Marc Marquez insists “we need Pecco back” in MotoGP 2026

Marc Marquez says Ducati needs Francesco Bagnaia “back on his level” in the 2026 MotoGP season.

Marc Marquez, Francesco Bagnaia, 2025 MotoGP Japanese Grand Prix. Credit: Gold and Goose.
Marc Marquez, Francesco Bagnaia, 2025 MotoGP Japanese Grand Prix.
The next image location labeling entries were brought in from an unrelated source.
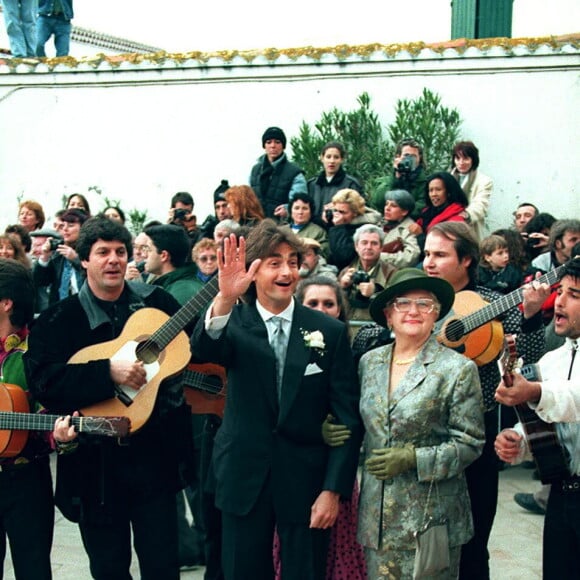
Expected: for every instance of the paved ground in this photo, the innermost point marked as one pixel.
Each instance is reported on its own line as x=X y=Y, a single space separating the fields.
x=515 y=543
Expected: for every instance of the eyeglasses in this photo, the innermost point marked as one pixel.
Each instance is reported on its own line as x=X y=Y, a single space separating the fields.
x=424 y=305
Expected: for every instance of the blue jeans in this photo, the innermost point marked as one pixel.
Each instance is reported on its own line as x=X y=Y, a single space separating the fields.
x=20 y=20
x=46 y=26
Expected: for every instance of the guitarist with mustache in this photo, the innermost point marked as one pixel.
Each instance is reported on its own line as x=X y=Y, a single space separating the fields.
x=26 y=502
x=112 y=488
x=452 y=253
x=556 y=399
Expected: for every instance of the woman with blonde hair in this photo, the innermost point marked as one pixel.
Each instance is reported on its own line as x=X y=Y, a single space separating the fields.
x=31 y=215
x=10 y=247
x=244 y=205
x=349 y=212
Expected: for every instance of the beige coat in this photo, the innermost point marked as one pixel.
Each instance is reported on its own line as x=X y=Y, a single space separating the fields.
x=478 y=189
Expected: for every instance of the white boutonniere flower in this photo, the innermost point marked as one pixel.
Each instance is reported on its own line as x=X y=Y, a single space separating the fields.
x=314 y=340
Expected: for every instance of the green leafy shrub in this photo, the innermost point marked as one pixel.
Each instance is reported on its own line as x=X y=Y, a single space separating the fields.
x=360 y=132
x=370 y=148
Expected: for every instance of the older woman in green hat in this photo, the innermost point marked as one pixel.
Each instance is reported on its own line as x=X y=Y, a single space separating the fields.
x=423 y=413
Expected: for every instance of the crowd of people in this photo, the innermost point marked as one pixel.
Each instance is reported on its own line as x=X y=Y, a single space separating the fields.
x=330 y=312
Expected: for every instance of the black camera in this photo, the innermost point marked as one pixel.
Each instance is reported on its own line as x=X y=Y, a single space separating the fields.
x=54 y=243
x=360 y=276
x=408 y=164
x=532 y=242
x=179 y=214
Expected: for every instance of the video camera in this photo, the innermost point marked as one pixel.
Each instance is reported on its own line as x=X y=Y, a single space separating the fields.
x=360 y=276
x=408 y=164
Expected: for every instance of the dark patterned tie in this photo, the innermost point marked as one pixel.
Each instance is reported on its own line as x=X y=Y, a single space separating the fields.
x=574 y=351
x=279 y=344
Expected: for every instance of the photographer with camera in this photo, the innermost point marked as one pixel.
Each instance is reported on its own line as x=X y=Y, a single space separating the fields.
x=349 y=212
x=408 y=173
x=367 y=275
x=181 y=214
x=59 y=267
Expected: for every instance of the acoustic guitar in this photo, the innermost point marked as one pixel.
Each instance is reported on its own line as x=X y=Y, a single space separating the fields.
x=471 y=328
x=156 y=339
x=549 y=455
x=205 y=388
x=16 y=421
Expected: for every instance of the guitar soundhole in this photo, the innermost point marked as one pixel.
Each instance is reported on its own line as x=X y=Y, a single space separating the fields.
x=148 y=352
x=214 y=384
x=454 y=331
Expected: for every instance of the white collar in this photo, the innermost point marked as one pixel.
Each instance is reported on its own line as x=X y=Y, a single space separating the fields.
x=286 y=314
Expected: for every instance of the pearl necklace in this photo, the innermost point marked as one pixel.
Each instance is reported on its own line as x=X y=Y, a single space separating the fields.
x=406 y=361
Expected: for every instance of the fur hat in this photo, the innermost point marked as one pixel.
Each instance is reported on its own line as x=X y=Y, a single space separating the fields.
x=274 y=133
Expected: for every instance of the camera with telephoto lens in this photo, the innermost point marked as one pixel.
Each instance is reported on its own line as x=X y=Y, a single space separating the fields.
x=54 y=243
x=360 y=276
x=408 y=164
x=179 y=214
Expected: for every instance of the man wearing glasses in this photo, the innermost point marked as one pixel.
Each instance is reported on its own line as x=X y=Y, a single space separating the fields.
x=168 y=258
x=451 y=253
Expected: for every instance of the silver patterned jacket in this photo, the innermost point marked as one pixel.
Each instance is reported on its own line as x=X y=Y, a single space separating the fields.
x=437 y=407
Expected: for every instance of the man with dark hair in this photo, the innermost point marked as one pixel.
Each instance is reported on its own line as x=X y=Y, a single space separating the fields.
x=556 y=399
x=408 y=173
x=181 y=214
x=59 y=265
x=275 y=179
x=400 y=246
x=523 y=214
x=288 y=367
x=367 y=275
x=564 y=234
x=26 y=504
x=167 y=260
x=451 y=252
x=221 y=210
x=113 y=487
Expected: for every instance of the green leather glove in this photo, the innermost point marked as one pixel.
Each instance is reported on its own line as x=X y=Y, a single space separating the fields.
x=334 y=435
x=387 y=462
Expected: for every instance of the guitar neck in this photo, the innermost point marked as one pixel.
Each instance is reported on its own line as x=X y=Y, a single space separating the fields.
x=108 y=426
x=503 y=304
x=168 y=331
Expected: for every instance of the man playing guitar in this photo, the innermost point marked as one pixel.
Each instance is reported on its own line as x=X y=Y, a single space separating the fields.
x=556 y=399
x=452 y=253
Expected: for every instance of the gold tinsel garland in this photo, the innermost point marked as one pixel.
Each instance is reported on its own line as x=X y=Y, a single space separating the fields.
x=341 y=52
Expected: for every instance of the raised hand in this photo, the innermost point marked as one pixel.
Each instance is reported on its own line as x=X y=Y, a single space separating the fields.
x=234 y=278
x=334 y=435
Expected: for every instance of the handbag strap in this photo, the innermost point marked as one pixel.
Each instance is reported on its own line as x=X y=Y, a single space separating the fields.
x=433 y=482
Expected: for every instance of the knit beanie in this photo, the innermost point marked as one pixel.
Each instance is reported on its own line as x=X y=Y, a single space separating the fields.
x=274 y=133
x=402 y=198
x=218 y=194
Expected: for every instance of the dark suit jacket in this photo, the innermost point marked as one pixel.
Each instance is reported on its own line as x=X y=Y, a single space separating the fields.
x=261 y=438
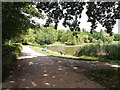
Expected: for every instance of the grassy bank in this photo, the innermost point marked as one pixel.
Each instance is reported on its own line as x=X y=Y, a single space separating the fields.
x=83 y=57
x=107 y=77
x=9 y=57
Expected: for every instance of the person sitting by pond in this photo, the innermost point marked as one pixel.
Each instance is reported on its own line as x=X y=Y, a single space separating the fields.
x=44 y=49
x=62 y=53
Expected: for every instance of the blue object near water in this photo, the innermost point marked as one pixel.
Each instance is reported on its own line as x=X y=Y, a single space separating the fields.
x=44 y=49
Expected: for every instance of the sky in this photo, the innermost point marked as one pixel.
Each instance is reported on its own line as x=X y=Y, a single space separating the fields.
x=84 y=24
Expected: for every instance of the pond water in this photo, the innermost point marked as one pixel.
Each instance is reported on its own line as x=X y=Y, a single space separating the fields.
x=67 y=50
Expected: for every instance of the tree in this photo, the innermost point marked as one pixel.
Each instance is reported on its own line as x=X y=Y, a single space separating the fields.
x=30 y=36
x=116 y=37
x=66 y=36
x=105 y=13
x=46 y=36
x=16 y=19
x=60 y=33
x=106 y=38
x=85 y=38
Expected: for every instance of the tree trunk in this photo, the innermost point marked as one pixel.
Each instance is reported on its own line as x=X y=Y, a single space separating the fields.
x=9 y=42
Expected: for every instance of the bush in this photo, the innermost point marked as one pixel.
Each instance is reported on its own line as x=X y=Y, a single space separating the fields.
x=111 y=51
x=9 y=58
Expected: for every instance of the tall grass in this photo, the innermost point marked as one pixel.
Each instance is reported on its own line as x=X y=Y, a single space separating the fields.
x=110 y=51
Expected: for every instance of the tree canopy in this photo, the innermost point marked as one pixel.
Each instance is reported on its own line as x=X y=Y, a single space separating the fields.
x=105 y=13
x=16 y=18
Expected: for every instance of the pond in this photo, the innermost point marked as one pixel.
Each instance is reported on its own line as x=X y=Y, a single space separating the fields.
x=68 y=50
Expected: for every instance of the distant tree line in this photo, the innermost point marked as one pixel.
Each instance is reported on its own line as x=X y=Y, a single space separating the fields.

Credit: Gold and Goose.
© Gold & Goose

A top-form Francesco Bagnaia will be important for Ducati’s future, insists Marc Marquez.

Marquez himself cruised to the 2025 championship, his dominance highlighted by his 78-point margin at the end of the season despite missing the last five races through injury.

But the Desmosedici GP25 was a bike which was rarely providing consistent performance for the Spaniard's Ducati Lenovo teammate Bagnaia, whose trend for the season was summed up by his non-scoring weekends either side of his Sprint-GP double win in Japan.

It has been suggested this year that Bagnaia’s sensitivity to changes as a rider has been a part of his struggles to adapt to a 2025 Desmosedici that never offered him the same front feeling as the 2024 version he won 11 grands prix on. 

But Marquez says that it’s this sensitivity that will continue to make Bagnaia an important part of Ducati’s MotoGP development going forwards.

“We need Pecco [Francesco Bagnaia] that comes back on his level because he’s super-sensitive on the bike and it will help a lot for the future,” Marc Marquez told MotoGP.com.

“For me, the speed of Pecco is there, the speed is there, he is showing in some practices, in some races. 

“I mean, in Motegi GP, what he did? He took 37 points, and I pushed and I was not able to catch him. 

“Sometimes, only two months are enough to reset everything, so December and January will be the best time for Pecco to reset everything and restart in Malaysia test.”

2026 rivals “growing a lot”

At the same time as two of Ducati’s three factory riders struggled in 2025, there was clear progress from multiple rivals: Aprilia won three of the last four races; KTM’s Pedro Acosta inserted himself into the majority of podium battles in the second half of the season; and Honda progressed from struggling to be in the top-10 to scoring two podiums during the four Asian races towards the end of the season.

Marquez, though, reaffirmed his belief in Ducati going forwards.

“Aprilia is growing a lot, KTM  is coming better and better, Honda made a massive step from the first part of the season until now,” he said.

“We are in MotoGP, it’s racing.

“At the end, if I’m in Ducati, I’m in the best team and I have the best bike.”

At least part of Marquez’s belief in Ducati is derived from his faith in Ducati Corse General Manager Gigi Dall’Igna, who the Spaniard says has the perfect “mentality” to lead a MotoGP team.

“I’m very thankful to the big boss, Gigi [Dall’Igna] and Ducati, because in the end it’s a team that gave me the opportunity to show my talent,” he said.

“They showed me that they believe in me and I know that they take a very important and difficult decision for them that moved me to the factory team. 

“Then, with Gigi we are working together, but his mentality is the best one to be the boss of a team because he organises everything in the correct way, he controls the situations in the correct way. 

“I was in a race track and I said ‘I messed up in this turn,’ he takes me and he said ‘You never mess up, you do better or worse, never mess up.’ That sentence helps me a lot. 

“We are riders but we are humans and of course in some race tracks we have some doubts, and the pressure is there: you are in a factory team, you are in Ducati Lenovo, you need to fight for the championship.”